8.4 Itching

Grading & Level of Importance: B


ME65.1; EC90.6 




Prevalence: most common symptom in dermatology. Chronic itch 12-20% of general population. In particular, about 60% of the elderly complain of chronic itch. According to different dermatoses or non-dermatoses associated itch, no clear data exists.


Itching is a symptom of many dermatoses or a symptom of a specific physical or psychological sensation. It produces unpleasant feeling of the skin leading to the desire to scratch.  

Aetiology & Pathogenesis

Different stimuli lead to a provocation of scratching in order to remove a pruritogenic factor, a response likely to have originated when most pruritogens were parasites. Dedicated neural pathway (pruritoceptors) similar but different compared to those dedicated to pain, including unmyelinated C fibers and small myelinated Aδ fibers. Itch mediators include histamine, IL-2, TNF-a, IL-4, IL-13, IL-31, thymic stromal lymphoprotein, proteases, neuropeptides (substance P) and opioid peptides. 

Signs & Symptoms

Desire to scratch. Quality of itch: burning, painful, stinging, prickling. Itch may be continuous or intermittent (continuous over the day or may come up at certain times during night or may flare up by stress or when patients go to rest). 


Localized pruritus: usually caused by itchy dermatoses, associated with inflamed skin. Generalized pruritus: can be caused by itchy dermatoses even if the inflamed skin does not show generalized spread, or can be caused by extracutaneous disorders or underlying systemic disorders. 


- Acute;
- Chronic: Itching lasting 6 or more weeks. Localized or generalized.


  • Pruritus with underlying dermatosis (specific skin lesions): atopic dermatitis, eczema, psoriasis, urticaria, scabies, pemphigoid, drug eruptions, cutaneous T cell lymphoma, insect bite reactions.
  • Pruritus associated with excoriated nodules and/or lichenification: prurigo nodularis, lichen simplex chronicus.
  • Pruritus in patients with normal skin or minimal scratched lesions (pruritus of unknown origin): neurological diseases, hematological disorders, endocrine diseases, infective diseases, uremic, cholestatic, metabolic diseases, neoplastic, drug-induced, psychiatric diseases, mixed.

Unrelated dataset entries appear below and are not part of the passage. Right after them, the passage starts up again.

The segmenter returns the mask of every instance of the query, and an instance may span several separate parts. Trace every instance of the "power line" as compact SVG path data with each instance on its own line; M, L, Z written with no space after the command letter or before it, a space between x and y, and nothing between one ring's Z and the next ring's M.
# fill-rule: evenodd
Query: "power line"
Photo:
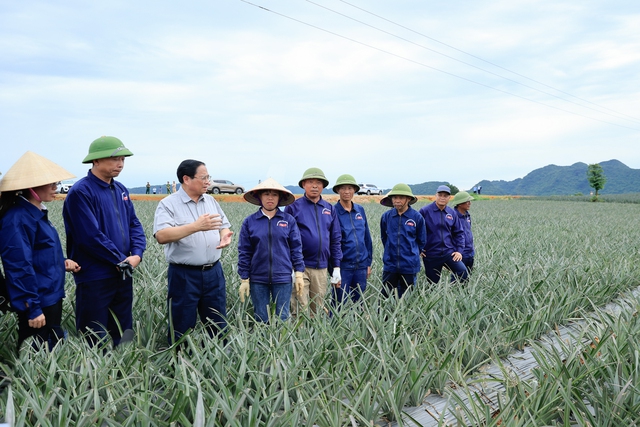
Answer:
M327 29L325 29L325 28L318 27L317 25L313 25L313 24L310 24L310 23L308 23L308 22L302 21L302 20L300 20L300 19L297 19L297 18L294 18L294 17L288 16L288 15L285 15L285 14L283 14L283 13L276 12L275 10L268 9L268 8L266 8L266 7L264 7L264 6L261 6L261 5L258 5L258 4L255 4L255 3L252 3L252 2L250 2L250 1L248 1L248 0L240 0L240 1L241 1L241 2L243 2L243 3L246 3L246 4L248 4L248 5L251 5L251 6L257 7L257 8L259 8L259 9L265 10L265 11L267 11L267 12L273 13L273 14L275 14L275 15L281 16L281 17L283 17L283 18L289 19L289 20L291 20L291 21L298 22L298 23L300 23L300 24L306 25L306 26L311 27L311 28L314 28L314 29L316 29L316 30L319 30L319 31L325 32L325 33L327 33L327 34L331 34L331 35L333 35L333 36L340 37L340 38L342 38L342 39L345 39L345 40L348 40L348 41L350 41L350 42L353 42L353 43L359 44L359 45L361 45L361 46L365 46L365 47L368 47L368 48L370 48L370 49L377 50L378 52L382 52L382 53L385 53L385 54L387 54L387 55L394 56L394 57L399 58L399 59L402 59L402 60L404 60L404 61L408 61L408 62L411 62L411 63L413 63L413 64L419 65L419 66L421 66L421 67L425 67L425 68L429 68L429 69L434 70L434 71L438 71L438 72L443 73L443 74L446 74L446 75L448 75L448 76L455 77L455 78L457 78L457 79L464 80L464 81L467 81L467 82L469 82L469 83L473 83L473 84L476 84L476 85L478 85L478 86L485 87L485 88L487 88L487 89L491 89L491 90L494 90L494 91L497 91L497 92L501 92L501 93L504 93L504 94L506 94L506 95L514 96L514 97L516 97L516 98L520 98L520 99L523 99L523 100L525 100L525 101L529 101L529 102L532 102L532 103L535 103L535 104L539 104L539 105L542 105L542 106L545 106L545 107L548 107L548 108L553 108L553 109L558 110L558 111L562 111L562 112L565 112L565 113L573 114L573 115L575 115L575 116L584 117L584 118L586 118L586 119L595 120L595 121L598 121L598 122L601 122L601 123L606 123L606 124L609 124L609 125L622 127L622 128L625 128L625 129L640 130L640 129L637 129L637 128L633 128L633 127L629 127L629 126L625 126L625 125L621 125L621 124L617 124L617 123L612 123L612 122L609 122L609 121L606 121L606 120L597 119L597 118L595 118L595 117L586 116L586 115L584 115L584 114L576 113L576 112L574 112L574 111L569 111L569 110L566 110L566 109L564 109L564 108L560 108L560 107L556 107L556 106L553 106L553 105L550 105L550 104L546 104L546 103L544 103L544 102L536 101L536 100L534 100L534 99L530 99L530 98L527 98L527 97L525 97L525 96L518 95L518 94L515 94L515 93L512 93L512 92L506 91L506 90L498 89L498 88L496 88L496 87L493 87L493 86L490 86L490 85L487 85L487 84L484 84L484 83L480 83L480 82L477 82L477 81L475 81L475 80L471 80L471 79L468 79L468 78L466 78L466 77L462 77L462 76L459 76L459 75L457 75L457 74L451 73L451 72L449 72L449 71L441 70L441 69L439 69L439 68L432 67L432 66L430 66L430 65L424 64L424 63L419 62L419 61L416 61L416 60L414 60L414 59L407 58L407 57L405 57L405 56L402 56L402 55L399 55L399 54L396 54L396 53L390 52L390 51L388 51L388 50L381 49L381 48L379 48L379 47L376 47L376 46L373 46L373 45L370 45L370 44L367 44L367 43L361 42L361 41L359 41L359 40L355 40L355 39L352 39L352 38L350 38L350 37L343 36L342 34L338 34L338 33L336 33L336 32L333 32L333 31L327 30Z
M341 13L341 12L338 12L338 11L336 11L336 10L333 10L333 9L331 9L331 8L329 8L329 7L323 6L323 5L321 5L321 4L319 4L319 3L316 3L316 2L314 2L314 1L312 1L312 0L306 0L306 1L307 1L308 3L311 3L311 4L315 5L315 6L318 6L318 7L322 8L322 9L325 9L325 10L328 10L328 11L330 11L330 12L332 12L332 13L335 13L336 15L340 15L340 16L342 16L342 17L344 17L344 18L350 19L350 20L352 20L352 21L354 21L354 22L357 22L357 23L359 23L359 24L365 25L365 26L367 26L367 27L369 27L369 28L373 28L374 30L380 31L380 32L382 32L382 33L384 33L384 34L390 35L390 36L392 36L392 37L395 37L395 38L400 39L400 40L402 40L402 41L405 41L405 42L407 42L407 43L411 43L411 44L413 44L413 45L415 45L415 46L418 46L418 47L420 47L420 48L422 48L422 49L425 49L425 50L428 50L428 51L434 52L434 53L436 53L436 54L438 54L438 55L442 55L442 56L444 56L445 58L449 58L449 59L451 59L451 60L453 60L453 61L459 62L459 63L464 64L464 65L467 65L467 66L469 66L469 67L473 67L473 68L475 68L475 69L477 69L477 70L483 71L483 72L485 72L485 73L491 74L491 75L496 76L496 77L499 77L499 78L501 78L501 79L508 80L508 81L510 81L510 82L512 82L512 83L518 84L518 85L520 85L520 86L524 86L524 87L526 87L526 88L528 88L528 89L535 90L535 91L537 91L537 92L543 93L543 94L548 95L548 96L552 96L552 97L557 98L557 99L559 99L559 100L561 100L561 101L566 101L566 102L569 102L569 103L571 103L571 104L577 105L577 106L579 106L579 107L586 108L586 109L588 109L588 110L592 110L592 111L595 111L595 112L598 112L598 113L601 113L601 114L606 114L606 115L608 115L608 116L615 117L615 118L617 118L617 119L627 120L627 121L630 121L630 122L634 122L634 123L636 123L636 124L640 124L640 120L633 119L633 118L630 118L630 119L629 119L629 118L621 117L621 115L622 115L622 116L626 116L626 114L618 113L618 112L616 112L616 111L610 110L609 108L606 108L606 107L600 106L600 105L598 105L598 104L594 104L594 103L592 103L592 102L589 102L589 101L586 101L586 100L582 100L581 98L578 98L578 97L573 96L573 95L571 95L571 94L569 94L569 93L566 93L566 92L562 92L562 91L561 91L561 90L559 90L559 89L555 89L555 88L553 88L553 87L551 87L551 86L545 85L544 83L537 82L536 80L530 79L530 78L528 78L528 77L526 77L526 76L522 76L522 77L524 77L524 78L526 78L526 79L528 79L528 80L534 81L534 82L536 82L536 83L539 83L539 84L541 84L541 85L543 85L543 86L549 87L549 88L551 88L551 89L553 89L553 90L555 90L555 91L558 91L558 92L561 92L561 93L565 93L565 94L567 94L567 95L569 95L569 96L572 96L572 97L574 97L574 98L580 99L580 100L582 100L582 101L584 101L584 102L588 102L588 103L590 103L590 104L592 104L592 105L596 105L596 106L598 106L598 107L599 107L599 108L601 108L601 109L606 109L606 110L609 110L609 111L613 111L613 112L614 112L614 113L616 113L616 114L607 113L607 112L605 112L605 111L602 111L601 109L600 109L600 110L598 110L598 109L596 109L596 108L589 107L589 106L586 106L586 105L583 105L583 104L577 103L577 102L575 102L575 101L572 101L572 100L570 100L570 99L566 99L566 98L563 98L563 97L561 97L561 96L555 95L555 94L553 94L553 93L546 92L546 91L541 90L541 89L538 89L538 88L536 88L536 87L533 87L533 86L527 85L527 84L522 83L522 82L519 82L519 81L517 81L517 80L510 79L509 77L505 77L505 76L503 76L503 75L500 75L500 74L494 73L493 71L487 70L486 68L478 67L477 65L471 64L471 63L469 63L469 62L462 61L462 60L457 59L457 58L455 58L455 57L453 57L453 56L447 55L446 53L439 52L439 51L437 51L437 50L435 50L435 49L431 49L430 47L427 47L427 46L424 46L424 45L422 45L422 44L416 43L416 42L414 42L414 41L412 41L412 40L406 39L406 38L401 37L401 36L399 36L399 35L397 35L397 34L393 34L393 33L389 32L389 31L386 31L386 30L383 30L383 29L381 29L381 28L378 28L378 27L376 27L376 26L374 26L374 25L368 24L368 23L366 23L366 22L364 22L364 21L360 21L359 19L356 19L356 18L353 18L353 17L351 17L351 16L345 15L344 13ZM351 3L345 2L345 1L343 1L343 0L340 0L340 1L342 1L343 3L346 3L346 4L350 5L350 6L353 6ZM364 11L364 12L367 12L366 10L361 9L361 8L359 8L359 7L357 7L357 6L353 6L353 7L356 7L356 8L357 8L357 9L359 9L359 10L362 10L362 11ZM371 13L371 12L367 12L367 13ZM371 13L371 14L372 14L372 13ZM378 16L378 15L375 15L375 14L372 14L372 15L374 15L374 16ZM393 23L392 21L389 21L389 20L387 20L387 19L385 19L385 18L382 18L382 17L381 17L380 19L384 19L385 21L388 21L388 22ZM399 24L395 24L395 25L399 25ZM399 25L399 26L401 26L401 25ZM402 27L402 28L406 28L406 27L403 27L403 26L401 26L401 27ZM413 30L410 30L410 31L413 31ZM419 34L419 33L417 33L416 31L413 31L413 32L414 32L414 33L416 33L416 34ZM425 37L426 37L426 36L425 36ZM430 37L428 37L428 38L429 38L430 40L433 40L433 39L432 39L432 38L430 38ZM439 42L439 43L440 43L440 42ZM442 43L442 44L444 44L444 43ZM446 45L446 46L448 46L448 45ZM456 48L452 48L452 49L456 49ZM456 50L458 50L458 51L460 51L460 52L463 52L463 53L465 53L465 54L467 54L467 55L469 55L469 56L472 56L472 57L474 57L474 58L478 58L478 57L476 57L476 56L474 56L474 55L468 54L468 53L466 53L466 52L464 52L464 51L461 51L461 50L459 50L459 49L456 49ZM491 63L491 62L489 62L489 61L485 61L485 60L483 60L482 58L478 58L478 59L480 59L481 61L487 62L487 63L489 63L489 64L491 64L491 65L494 65L494 66L496 66L496 67L498 67L498 68L501 68L501 69L503 69L503 70L509 71L510 73L513 73L513 74L516 74L516 75L520 75L520 74L515 73L515 72L513 72L513 71L510 71L510 70L508 70L508 69L506 69L506 68L504 68L504 67L501 67L501 66L499 66L499 65L493 64L493 63ZM630 117L630 116L627 116L627 117Z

Laboratory & other workups

Recommended in patients with pruritus of unknown origin certain blood parameters and imaging techniques as well as biopsy.


It depends on the type of skin lesions present. In chronic itch an increase of nerve fibres in the upper dermis also reaching epidermis can be found.

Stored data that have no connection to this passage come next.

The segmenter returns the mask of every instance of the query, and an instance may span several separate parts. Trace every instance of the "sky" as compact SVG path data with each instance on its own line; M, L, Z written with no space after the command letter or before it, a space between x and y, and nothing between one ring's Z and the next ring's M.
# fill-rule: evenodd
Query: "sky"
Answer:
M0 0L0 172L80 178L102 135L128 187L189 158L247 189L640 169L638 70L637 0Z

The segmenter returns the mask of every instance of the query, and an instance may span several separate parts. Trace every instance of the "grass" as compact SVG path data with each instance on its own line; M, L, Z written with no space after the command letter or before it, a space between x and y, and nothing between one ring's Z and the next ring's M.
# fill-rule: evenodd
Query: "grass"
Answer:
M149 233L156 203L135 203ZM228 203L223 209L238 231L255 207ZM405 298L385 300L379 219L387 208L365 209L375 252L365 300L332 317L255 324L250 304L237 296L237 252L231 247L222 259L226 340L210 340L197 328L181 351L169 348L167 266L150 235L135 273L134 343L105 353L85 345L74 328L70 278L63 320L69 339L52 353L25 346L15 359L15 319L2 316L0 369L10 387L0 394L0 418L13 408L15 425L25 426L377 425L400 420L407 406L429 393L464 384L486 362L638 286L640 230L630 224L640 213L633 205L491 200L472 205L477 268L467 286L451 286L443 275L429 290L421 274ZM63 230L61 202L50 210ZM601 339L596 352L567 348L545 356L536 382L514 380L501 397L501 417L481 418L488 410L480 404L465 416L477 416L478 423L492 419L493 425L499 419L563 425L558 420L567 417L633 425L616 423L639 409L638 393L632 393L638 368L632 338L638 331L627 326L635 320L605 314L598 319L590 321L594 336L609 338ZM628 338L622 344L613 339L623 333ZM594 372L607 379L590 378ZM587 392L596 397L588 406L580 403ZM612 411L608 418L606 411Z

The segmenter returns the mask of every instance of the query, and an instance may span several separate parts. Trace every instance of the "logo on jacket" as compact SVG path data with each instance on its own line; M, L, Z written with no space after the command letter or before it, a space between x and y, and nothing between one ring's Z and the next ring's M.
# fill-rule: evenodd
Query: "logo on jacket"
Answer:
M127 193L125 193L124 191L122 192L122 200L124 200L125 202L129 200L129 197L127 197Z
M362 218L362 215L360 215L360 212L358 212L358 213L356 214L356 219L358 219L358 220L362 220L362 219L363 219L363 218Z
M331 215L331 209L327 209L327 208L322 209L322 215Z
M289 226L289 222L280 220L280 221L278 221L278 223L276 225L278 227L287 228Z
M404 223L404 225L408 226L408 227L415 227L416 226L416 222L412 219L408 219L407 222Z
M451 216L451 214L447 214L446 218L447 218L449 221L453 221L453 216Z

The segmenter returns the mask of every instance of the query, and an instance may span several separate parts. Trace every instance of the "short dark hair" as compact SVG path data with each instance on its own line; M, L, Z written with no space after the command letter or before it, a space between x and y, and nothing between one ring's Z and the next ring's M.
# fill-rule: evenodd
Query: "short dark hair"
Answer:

The course is depending on the underlying disease and may last months or decades. Itch negatively impacts on the quality of life. Severe itch may be devastating. 


Secondary skin lesions caused by scratching. Usually, secondary skin lesions encompass excoriations, ulcerations, crusts, papules, nodules, lichenification, atrophy and scars, hyper- and hypopigmentation. Sleeping disorder. Suicidal ideation. 


In depth case history, physical examination of skin and lymph nodes, assessment of itch severity, screening lab and instrumental tests. 

Differential diagnosis

Differentiate pruritus from burning sensations (porphyrias). Specific polyneuropathies. 

Prevention & Therapy

Relaxation, mental training, yoga, mindfulness, avoidance of scratching training.

Prevention of dry skin with emollients.

Symptomatic therapy and treatment of underlying disease (where present). Topical treatments: local anaesthetics, topical corticosteroids, topical calcineurin inhibitors. Systemic treatments: antihistamines, short term corticosteroids, ciclosporin. Opioid receptor agonists and antagonists, antiepileptics. Antidepressants, neurokinin antagonists, biologics. Ultraviolet phototherapy.